Per adesso, purtroppo, le famiglie non sanno a chi rivolgersi: lamentano una frammentazione di servizi, causa di grande malessere. «In Lombardia sono coinvolti circa 300 nuclei familiari con genitori già consapevoli – spiegano i responsabili di Hikikomori Italia, la prima associazione nata in Italia nel 2017 grazie allo psicologo del sociale Marco Crepaldi –. Noi proponiamo gruppi di Autoaiuto con la partecipazione di tutta la famiglia. L’hikikomori infatti non chiede aiuto, diventa invisibile: i genitori devono lavorare su se stessi e sulla famiglia, e prendere contatto con il territorio».

A conclusione del convegno, diverse le richieste avanzate dalle associazioni:
➡️Scuola: in Lombardia è necessario un protocollo di intesa sulla base di quelli esistenti in altre Regioni (Sicilia, Piemonte, Emilia Romagna) con prassi chiare e finanziamenti.

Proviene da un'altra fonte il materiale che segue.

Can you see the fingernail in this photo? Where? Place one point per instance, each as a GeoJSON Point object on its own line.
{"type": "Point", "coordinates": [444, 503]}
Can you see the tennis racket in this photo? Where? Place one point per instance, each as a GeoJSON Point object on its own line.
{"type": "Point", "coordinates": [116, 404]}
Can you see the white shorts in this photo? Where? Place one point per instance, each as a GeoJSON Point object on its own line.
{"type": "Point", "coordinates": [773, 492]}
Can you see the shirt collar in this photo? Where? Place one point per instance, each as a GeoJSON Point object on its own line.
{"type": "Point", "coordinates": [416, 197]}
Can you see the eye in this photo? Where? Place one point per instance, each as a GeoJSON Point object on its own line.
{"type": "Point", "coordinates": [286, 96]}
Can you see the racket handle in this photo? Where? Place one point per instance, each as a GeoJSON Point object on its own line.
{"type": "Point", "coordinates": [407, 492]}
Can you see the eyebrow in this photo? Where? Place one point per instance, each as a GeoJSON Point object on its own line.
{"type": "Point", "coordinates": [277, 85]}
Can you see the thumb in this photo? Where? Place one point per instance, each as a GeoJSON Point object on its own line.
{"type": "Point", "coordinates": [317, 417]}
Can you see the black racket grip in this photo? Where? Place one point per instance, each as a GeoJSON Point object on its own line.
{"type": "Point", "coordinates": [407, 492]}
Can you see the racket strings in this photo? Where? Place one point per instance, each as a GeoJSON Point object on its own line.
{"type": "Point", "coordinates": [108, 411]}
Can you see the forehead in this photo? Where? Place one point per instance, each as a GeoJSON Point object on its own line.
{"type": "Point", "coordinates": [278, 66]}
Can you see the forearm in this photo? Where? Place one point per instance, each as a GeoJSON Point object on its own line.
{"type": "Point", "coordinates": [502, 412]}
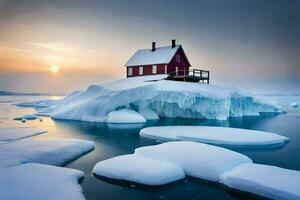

➡️Sanità: è fondamentale il supporto terapeutico domiciliare gratuito e personalizzato per il ragazzo e la famiglia. È assurdo che il Cps esiga che il ragazzo si presenti di persona nella struttura sanitaria.
➡️Servizi sociali: devono affiancare in modo adeguato i genitori. Sono necessari percorsi di formazione ad hoc per i professionisti.
➡️Inserimento lavorativo: per i giovani adulti hikikomori, dovrebbe essere previsto – per esempio con appositi tirocini in Regione – un telelavoro con tutor in base alle capacità di relazione del soggetto.
➡️Comunità: occorrono fondi per sovvenzionarle come luoghi di recupero che coinvolgono genitori e scuola.

«Il nostro scopo è informare le famiglie, creare un’adeguata rete di appoggio presso il Sistema Sanitario nazionale e regionale, e integrare famiglie e istituzioni – ha concluso Ester Lanfranchi –. Porteremo questa grave tematica in commissione Sanità per intervenire nel Piano Sociosanitario Lombardo integrato, dove è carente proprio la parte che riguarda il disagio giovanile». Condivide il consigliere regionale Pietro Bussolati: «Spesso in politica ci si perde in parole, ma noi vogliamo lavorare in modo trasversale e concreto: tutti insieme, pubblico e privato, possiamo incidere sulle decisioni».